Dogs attacked three people

? A 34-year-old man released three pit bulls into an Independence neighborhood where they attacked three men because he wanted to “cause some excitement,” prosecutors said in filing criminal charges Friday.

Bryan P. Smith, 34, of Independence, faces three counts of third-degree assault stemming from the May 4 attacks, the Jackson County prosecutor’s Office said.

All three victims, two of whom had been mowing grass, were attacked by all three dogs.

Municipal charges were filed earlier against the dogs’ owner.

Smith, who has posted bail, could not be located for comment Friday. But in an interview with WDAF-TV, Smith denied the charges, saying the dogs escaped accidentally and he was told they were harmless.

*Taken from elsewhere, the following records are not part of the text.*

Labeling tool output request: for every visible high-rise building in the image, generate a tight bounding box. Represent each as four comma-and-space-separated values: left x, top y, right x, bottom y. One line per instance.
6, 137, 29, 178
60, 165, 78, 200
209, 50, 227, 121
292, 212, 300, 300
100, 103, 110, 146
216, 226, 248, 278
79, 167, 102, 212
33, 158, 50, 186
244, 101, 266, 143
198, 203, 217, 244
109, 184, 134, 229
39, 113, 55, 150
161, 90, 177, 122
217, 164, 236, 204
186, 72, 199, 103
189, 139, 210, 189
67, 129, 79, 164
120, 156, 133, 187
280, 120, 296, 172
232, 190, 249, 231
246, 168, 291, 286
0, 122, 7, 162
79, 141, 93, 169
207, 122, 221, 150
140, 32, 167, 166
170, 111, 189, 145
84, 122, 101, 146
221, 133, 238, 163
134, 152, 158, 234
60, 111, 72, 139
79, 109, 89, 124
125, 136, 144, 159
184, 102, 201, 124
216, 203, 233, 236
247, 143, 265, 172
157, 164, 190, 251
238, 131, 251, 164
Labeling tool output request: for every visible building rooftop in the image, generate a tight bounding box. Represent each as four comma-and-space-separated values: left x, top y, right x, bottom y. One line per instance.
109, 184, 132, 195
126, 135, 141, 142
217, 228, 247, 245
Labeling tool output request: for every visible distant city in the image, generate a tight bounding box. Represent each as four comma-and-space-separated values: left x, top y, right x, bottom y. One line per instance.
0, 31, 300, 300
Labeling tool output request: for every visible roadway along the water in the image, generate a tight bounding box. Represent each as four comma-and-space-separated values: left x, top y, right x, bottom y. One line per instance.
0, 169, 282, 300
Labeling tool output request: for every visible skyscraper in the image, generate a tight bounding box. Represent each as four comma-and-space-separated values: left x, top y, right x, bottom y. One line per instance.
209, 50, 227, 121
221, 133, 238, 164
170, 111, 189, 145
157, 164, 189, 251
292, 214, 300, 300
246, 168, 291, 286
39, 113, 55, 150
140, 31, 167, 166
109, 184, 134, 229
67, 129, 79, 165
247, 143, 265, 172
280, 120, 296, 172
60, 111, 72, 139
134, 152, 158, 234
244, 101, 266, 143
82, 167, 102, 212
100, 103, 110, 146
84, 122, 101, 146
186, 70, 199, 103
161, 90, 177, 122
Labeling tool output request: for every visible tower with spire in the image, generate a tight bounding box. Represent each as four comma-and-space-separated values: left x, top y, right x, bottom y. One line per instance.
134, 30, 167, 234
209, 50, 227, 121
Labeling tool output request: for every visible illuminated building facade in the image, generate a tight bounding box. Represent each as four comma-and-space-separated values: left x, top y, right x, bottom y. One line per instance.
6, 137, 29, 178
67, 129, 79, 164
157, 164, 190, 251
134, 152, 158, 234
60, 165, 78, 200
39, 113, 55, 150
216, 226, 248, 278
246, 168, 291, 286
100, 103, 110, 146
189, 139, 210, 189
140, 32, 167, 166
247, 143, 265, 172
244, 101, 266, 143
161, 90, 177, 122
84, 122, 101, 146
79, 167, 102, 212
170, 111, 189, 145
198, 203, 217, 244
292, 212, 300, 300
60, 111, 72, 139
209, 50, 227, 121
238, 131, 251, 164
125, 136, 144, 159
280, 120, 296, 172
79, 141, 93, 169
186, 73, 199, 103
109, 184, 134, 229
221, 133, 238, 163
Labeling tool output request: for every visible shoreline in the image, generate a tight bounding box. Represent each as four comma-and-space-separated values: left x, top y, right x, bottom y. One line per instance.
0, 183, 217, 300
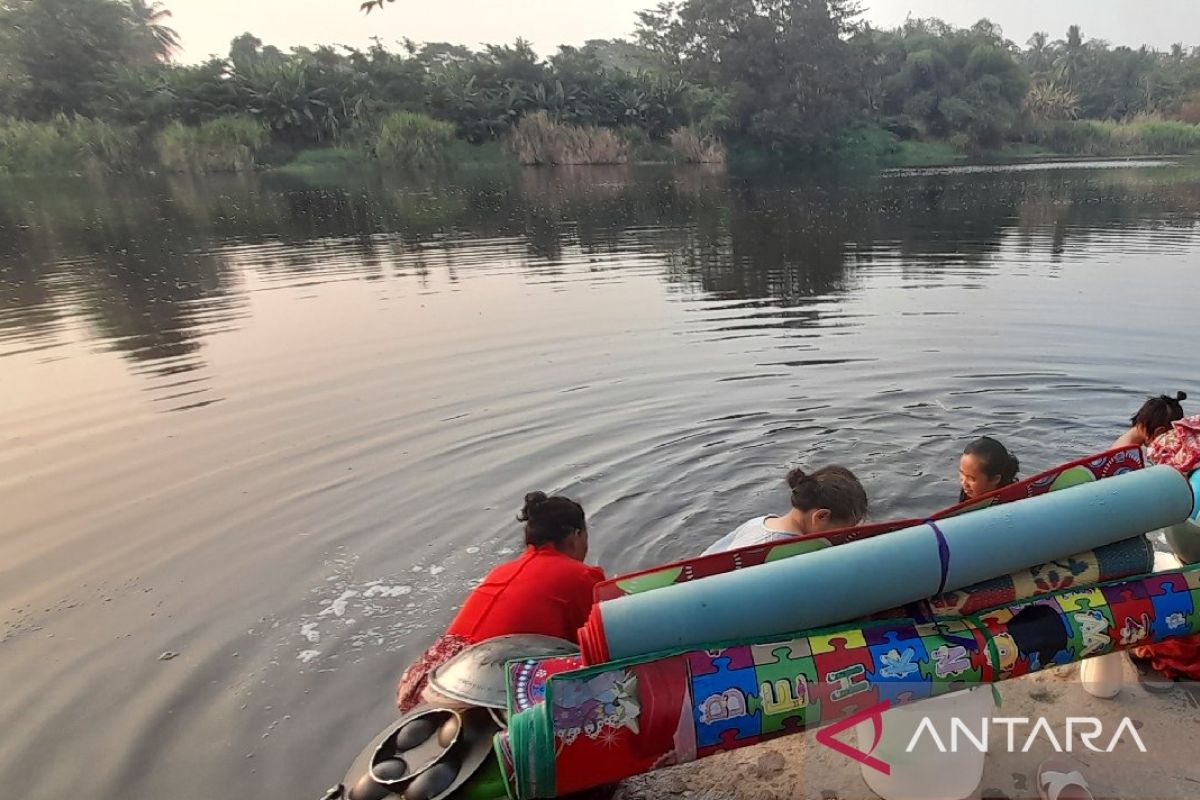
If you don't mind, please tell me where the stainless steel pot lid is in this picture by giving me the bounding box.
[430,633,580,709]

He said the house’s owner hired him to clean up inside.

“When I opened up the window to get in, they got out,” he told the television station. “The owner said they were nice dogs because they had been in the house before. She said they were harmless dogs. She said they never tried to bite her. I just took her word for it.”

According to documents filed with the county charges, a man who lived next door to the house where the dogs were kept told police that Smith had told him he was planning to release the dogs “to see what kind of trouble he could cause.”

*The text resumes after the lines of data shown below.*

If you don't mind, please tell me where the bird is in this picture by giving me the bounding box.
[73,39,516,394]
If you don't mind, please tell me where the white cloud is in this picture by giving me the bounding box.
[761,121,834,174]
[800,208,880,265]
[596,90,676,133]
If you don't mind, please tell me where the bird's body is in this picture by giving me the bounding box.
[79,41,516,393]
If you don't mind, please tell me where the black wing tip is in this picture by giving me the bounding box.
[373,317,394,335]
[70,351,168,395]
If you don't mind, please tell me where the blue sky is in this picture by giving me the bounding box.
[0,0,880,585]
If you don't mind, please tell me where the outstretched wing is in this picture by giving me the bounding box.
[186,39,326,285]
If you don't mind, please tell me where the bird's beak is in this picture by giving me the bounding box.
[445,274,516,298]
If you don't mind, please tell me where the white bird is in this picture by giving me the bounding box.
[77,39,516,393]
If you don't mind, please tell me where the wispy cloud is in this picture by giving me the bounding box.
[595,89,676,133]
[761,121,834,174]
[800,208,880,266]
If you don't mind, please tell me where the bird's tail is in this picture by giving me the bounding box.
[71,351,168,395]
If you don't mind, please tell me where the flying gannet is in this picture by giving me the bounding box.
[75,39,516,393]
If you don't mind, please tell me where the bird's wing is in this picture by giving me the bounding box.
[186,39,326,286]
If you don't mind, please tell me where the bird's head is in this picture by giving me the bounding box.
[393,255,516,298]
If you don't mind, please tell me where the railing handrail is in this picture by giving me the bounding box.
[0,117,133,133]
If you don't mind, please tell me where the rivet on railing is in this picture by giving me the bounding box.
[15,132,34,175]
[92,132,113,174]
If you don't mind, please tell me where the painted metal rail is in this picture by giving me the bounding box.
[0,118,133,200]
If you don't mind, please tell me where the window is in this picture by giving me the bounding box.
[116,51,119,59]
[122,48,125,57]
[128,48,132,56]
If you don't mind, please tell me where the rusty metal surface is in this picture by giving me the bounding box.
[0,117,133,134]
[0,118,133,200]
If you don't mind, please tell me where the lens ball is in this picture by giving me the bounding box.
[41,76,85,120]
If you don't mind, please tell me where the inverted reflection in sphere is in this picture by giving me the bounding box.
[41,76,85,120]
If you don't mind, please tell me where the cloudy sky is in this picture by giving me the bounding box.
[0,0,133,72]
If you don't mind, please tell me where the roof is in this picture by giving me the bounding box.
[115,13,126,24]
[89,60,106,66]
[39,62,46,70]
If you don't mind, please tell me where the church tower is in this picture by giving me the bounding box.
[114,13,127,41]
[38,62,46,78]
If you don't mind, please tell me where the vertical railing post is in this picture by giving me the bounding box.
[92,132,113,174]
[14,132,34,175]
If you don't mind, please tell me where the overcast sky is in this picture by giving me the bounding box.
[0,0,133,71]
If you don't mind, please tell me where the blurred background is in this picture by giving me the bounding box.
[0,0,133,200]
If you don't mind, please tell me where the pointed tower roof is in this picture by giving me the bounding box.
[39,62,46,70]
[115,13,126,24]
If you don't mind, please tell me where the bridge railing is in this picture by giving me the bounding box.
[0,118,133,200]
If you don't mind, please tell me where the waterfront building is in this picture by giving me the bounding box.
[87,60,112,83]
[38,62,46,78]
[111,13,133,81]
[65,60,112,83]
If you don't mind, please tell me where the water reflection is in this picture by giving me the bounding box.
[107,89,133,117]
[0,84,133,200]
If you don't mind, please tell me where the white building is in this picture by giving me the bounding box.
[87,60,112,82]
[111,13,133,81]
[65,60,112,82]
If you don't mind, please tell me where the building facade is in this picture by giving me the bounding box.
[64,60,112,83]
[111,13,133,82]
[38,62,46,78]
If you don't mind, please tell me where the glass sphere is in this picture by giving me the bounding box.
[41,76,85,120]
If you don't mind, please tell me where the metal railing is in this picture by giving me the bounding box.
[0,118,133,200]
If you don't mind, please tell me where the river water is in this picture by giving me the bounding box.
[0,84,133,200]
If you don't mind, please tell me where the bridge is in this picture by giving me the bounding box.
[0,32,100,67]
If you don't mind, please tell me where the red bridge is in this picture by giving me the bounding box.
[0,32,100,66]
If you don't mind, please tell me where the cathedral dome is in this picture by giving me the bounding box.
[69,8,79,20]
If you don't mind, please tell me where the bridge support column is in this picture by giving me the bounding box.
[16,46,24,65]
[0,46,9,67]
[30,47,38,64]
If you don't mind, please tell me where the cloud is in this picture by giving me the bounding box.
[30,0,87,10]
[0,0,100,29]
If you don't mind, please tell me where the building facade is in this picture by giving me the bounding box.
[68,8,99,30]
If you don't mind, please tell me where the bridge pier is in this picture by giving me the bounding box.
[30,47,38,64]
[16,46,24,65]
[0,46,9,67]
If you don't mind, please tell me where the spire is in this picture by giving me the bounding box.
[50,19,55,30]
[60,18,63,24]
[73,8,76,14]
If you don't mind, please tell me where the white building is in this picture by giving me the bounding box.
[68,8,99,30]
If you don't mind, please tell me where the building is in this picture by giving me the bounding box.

The neighbor, Earl D. Howard Jr., warned him not to but testified he later saw a window in the house open and the three dogs jump out.

He said he saw Smith at the window, laughing.

Nancy Wisdom, who owned the home where the dogs were kept, told police she was planning to have the dogs removed because they were so vicious. She also said she ran into Smith at the house and that he was laughing, saying he had just released the dogs to “cause some excitement.”

The three dogs attacked one man while he was out walking, police said. A witness drove off the dogs with a tire iron.

Another man, Alan Hill, was attacked nearby while mowing grass in a field. He suffered extensive bites to the arms, upper body, face and head and remained in an area hospital for more than a month.

The third victim was attacked while cutting his grass and drove himself to a hospital.

After finding the dogs running lose, police shot and killed the animals.

Independence police charged the dogs’ owner, Paul R. Piper, with 10 counts, including one count of second-degree aggravated assault and three counts of failure to contain a dangerous dog. Those charges are pending, said police spokesman Tom Gentry.

Piper told police he planned to remove the dogs himself when he saw news of the attacks and realized they involved his dogs. He later turned himself in.

Detectives said that when they initially interviewed Smith following the attacks, he told them he was fixing a broken window in the house and the dogs must have gotten out that way. He later told them he opened the window but didn’t mean for the dogs to get out.

The attacks were the first of many this summer in Independence, leading the City Council to strengthen the city’s regulations for handling dangerous dogs and consider an outright ban of the breed.